Mifeprex is used, together with another medication called misoprostol, to end an early pregnancy (within 49 days of the start of a woman's last menstrual period). Since its approval in September 2000, the Food and Drug Administration has received reports of serious adverse events, including several deaths, in the United States following medical abortion with mifepristone and misoprostol.  Each time FDA receives a report of a serious adverse event or death after medical abortion with these drugs, the agency carefully analyzes the available scientific information to determine whether or not the serious adverse event or death is related to the use of the drugs.

As previously reported by the agency, several of the women who died in the United States died from sepsis (severe illness caused by infection of the bloodstream) after medical abortion with mifepristone and misoprostol.  Sepsis is a known risk related to any type of abortion.  Most of these women were infected with the same type of bacteria,  known as Clostridium sordellii.  The symptoms in these cases of infection were not the usual symptoms of sepsis.  We do not know whether using mifepristone and misoprostol caused these deaths.

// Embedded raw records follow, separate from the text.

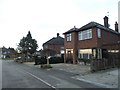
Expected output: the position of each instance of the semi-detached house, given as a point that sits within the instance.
(92, 40)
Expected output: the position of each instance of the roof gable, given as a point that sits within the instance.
(56, 41)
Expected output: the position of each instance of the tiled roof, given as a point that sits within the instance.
(90, 25)
(56, 41)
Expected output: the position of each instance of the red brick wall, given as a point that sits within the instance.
(89, 43)
(57, 48)
(108, 38)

Patients should contact a healthcare practitioner right away if they have taken these medications for medical abortion and develop stomach pain or discomfort, or have weakness, nausea, vomiting or diarrhea with or without fever, more than 24 hours after taking the misoprostol.  These symptoms, even without a fever, may indicate sepsis.  Patients should make sure their healthcare practitioner knows they are undergoing a medical abortion.

All providers of medical abortion and emergency room healthcare practitioners should investigate the possibility of sepsis in women who are undergoing medical abortion and present with nausea, vomiting, or diarrhea and weakness with or without abdominal pain. These symptoms even without a fever may indicate a hidden infection.  Strong consideration should be given to obtaining a complete blood count in these patients.  Significant leukocytosis with a marked left shift and hemoconcentration may be indicative of sepsis.

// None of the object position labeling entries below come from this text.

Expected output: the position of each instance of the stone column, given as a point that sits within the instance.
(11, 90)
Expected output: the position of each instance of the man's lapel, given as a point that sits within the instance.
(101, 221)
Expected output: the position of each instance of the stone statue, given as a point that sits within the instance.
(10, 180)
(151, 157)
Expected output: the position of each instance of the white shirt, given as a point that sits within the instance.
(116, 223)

FDA recommends that healthcare practitioners have a high index of suspicion for serious infection and sepsis in patients with this presentation and consider immediately initiating treatment with antibiotics that includes coverage of anaerobic bacteria such as Clostridium sordellii.

FDA does not have sufficient information to recommend the use of prophylactic antibiotics for women having a medical abortion.  Reports of fatal sepsis in women undergoing medical abortion are very rare (approximately 1 in 100,000).  Prophylactic antibiotic use carries its own risk of serious adverse events such as severe or fatal allergic reactions.  Also, prophylactic use of antibiotics can stimulate the growth of “superbugs,” bacteria resistant to everyday antibiotics.  Finally, it is not known which antibiotic and regimen (what dose and for how long) will be effective in cases such as the ones that have occurred.

These recommendations are consistent with warnings in the Prescribing Information and information for the patient in the Medication Guide for Mifeprex.

The approved Mifeprex regimen for a medical abortion through 49 day’s pregnancy is:

    * Day One: Mifeprex Administration: 3 tablets of 200 mg of Mifeprex orally at once
    * Day Three: Misoprostol Administration: 2 tablets of 200 mcg of misoprostol orally at once
    * Day 14: Post-Treatment: The patient must return to confirm that a complete termination has occurred.  If not, surgical termination is recommended to manage medical abortion treatment failures.

The safety and effectiveness of other Mifeprex dosing regimens, including use of oral misoprostol tablets intravaginally, has not been established by the FDA.

On May 11, 2006, FDA, in conjunction with the Centers for Disease Control and Prevention (CDC) and the National Institute of Allergy and Infectious Diseases (NIAID), conducted a public workshop.

This workshop, entitled “Emerging Clostridial Disease,” discussed the scientific and medical circumstances associated with reports of morbidity and mortality with Clostridium sordellii and Clostridium difficile infections.

Information pertaining to the Emerging Clostridial Disease Public Workshop can be found at: http://www.fda.gov/cder/meeting/clostridia_disease.htm

    * Questions and Answers (issued 8/29/2007)
    * Mifeprex Label (approved 7/19/2005)
          o Medication Guide PDF document
          o Patient Agreement PDF document
    * Public Workshop on Emerging Clostridial Disease, May 11, 2006

Historical Information: http://www.fda.gov/cder/drug/infopage/mifepristone/mifepristone_historical.htm
[This is historical information only. For current information, please see http://www.fda.gov/cder/drug/infopage/mifepristone/default.htm]
 

Do Not Buy Mifeprex Over the Internet   

* You should not buy Mifeprex over the Internet because you will bypass important safeguards designed to protect your health (and the health of others).   

* Mifeprex has special safety restrictions on how it is distributed to the public. Also, drugs purchased from foreign Internet sources are not the FDA-approved versions of the drugs, and they are not subject to FDA-regulated manufacturing controls or FDA inspection of manufacturing facilities.

    To learn more about buying drugs safely, please see

    * Buying Prescription Medicines Online: A Consumer Safety Guide.
    * FDA strengthens controls, issues consumer alert on importing certain prescription drugs
    * FDA Import Alert

Date created: November 15, 2004; Updated August 29, 2007

[http://www.fda.gov/cder/drug/infopage/mifepristone/]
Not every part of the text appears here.